About the Show
"Play It by Eye" The Art of by Leo Valledor
The Togonon Gallery presents "Play It By Eye: The Art of Leo Valledor" a tribute to painter Leo Valledor (1936-1989), one of America's pre-eminent Asian American artists and master of geometric abstraction. This gallery exhibition runs concurrently with the San Francisco Museum of Modern Art's (SFMOMA) "Abstract Art in the U.S. 1955-1965, Selections from the Permanent Collection," part of the 75th Anniversary show. The museum's exhibition positions Leo Valledor with prominent artists of the mid-century including Rothko, Motherwell, Kline, Guston, Diebenkorn, Voulkos, Mitchell, and Bladen.
"Play It By Eye: The Art of Leo Valledor" demonstrates Valledor's journey into new forms of painting. An originating member of the influential Park Place Group in New York during the advent of minimalism in the 1960's, he abandoned Abstract Expressionism and undertook geometric abstraction, taking it to the extreme of hard-edge minimalism. In this vein he explored color, shape and space for nearly three decades until this untimely death in 1989. He showed at the time with other avant-garde artists including Sol Le Witt, Robert Smithson and Donald Judd, among others.

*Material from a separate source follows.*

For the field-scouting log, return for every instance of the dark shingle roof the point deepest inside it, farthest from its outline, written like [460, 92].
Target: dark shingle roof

Many of the works here are being seen for the first time and some have not been shown since Valledor's solo shows at the de Young museum, the LA Institute of Contemporary Art and SFMOMA in the 1970's. Art critics have placed Valledor's work in the league of Ellsworth Kelly, Barnett Newman and Leon Polk Smith. Furthermore, a definitive survey of American abstract artists, "The New American Abstraction 1950-1970" by Claudine Humblet, squarely recognizes Valledor as an important member of the minimalist movement. The prominent San Francisco art critics Alfred Frankenstein, Knute Stiles and Kenneth Baker have described Valledor's work as elegant and deceptively simple. As someone who preferred to eschew semantics, Valledor summarized his process in a few words: "I play it by eye."